I'm not using builds.sr.ht, but I can offer some feedback, partly based
on experience with similar projects.


> The first change will be to switch from Celery to RabbitMQ for build
> distribution.

Workers polling an API may be a simpler alternative offering more
control over distribution (since you don't push jobs into a queue but
have them pulled by the workers). That also avoids having to maintain
and know RabbitMQ (or Celery for that matter). At least that's my
experience from a cancelled AMQP project.


> To support each worker advertising a different set of
> images/arches/drivers/etc

That sounds like a good idea. Maybe it can be extended by filtering by
hardware capabilities, like lots of cores, much RAM or a 10G network
connection?


> For better management & distribution of build images, I intend to use
> bittorrent, managed entirely in code (rather than by your typical
> end-user bittorrent daemon).
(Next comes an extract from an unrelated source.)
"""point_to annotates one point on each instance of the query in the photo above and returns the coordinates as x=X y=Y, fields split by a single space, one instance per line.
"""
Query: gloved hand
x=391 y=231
Then, rather than the current system of the
> image refreshes going out to each build slave to push the new images, we
> can just push them to a central repository and let the boxes sync
> themselves up. Can also use this system to distribute pre-built images
> to third parties.

While that sounds incredibly cool, it also seems quite overkill. I'd
image a central repo on a decent server (i.e. 1gbit/s network) to do the
job just fine for dozens of build servers.

When there's a lot of custom images (e.g. software baked in for specific
build types a specific user has) a central server probably falls flat
rather quick. Only using the central repo to track image metadata could
work neatly for custom images. No central storage is occupied and
distribution purely works between build servers. Maybe you already had
it in mind like this.

A somewhat unrelated thought: Do some images have to be private and
should thus be encrypted if transferred over BitTorrent?


> - docker: does what it says on the tin. Note that I am unlikely to offer
>   docker support on the shared builders for security reasons, though I
>   might consider it if anyone figures out this puzzler[0]

For security reasons it makes sense to run Docker in a VM, but why does
the VM have to run in Docker?


> A final note, I also want to make it possible to obtain an interactive
> shell in the build environment. Basically this will just take the form
> of something like this in your build manifest:
> 
>     shell: true
> 
> Then after all of your steps run, instead of tearing down the build
> environment it'll print an SSH connection string into the build log and
> wait for you to log in. This feature could be a target of abuse, so
> it'll require some finesse to get right.

Maybe that should be an option when triggering the build instead, so you
can debug any build configuration at any time?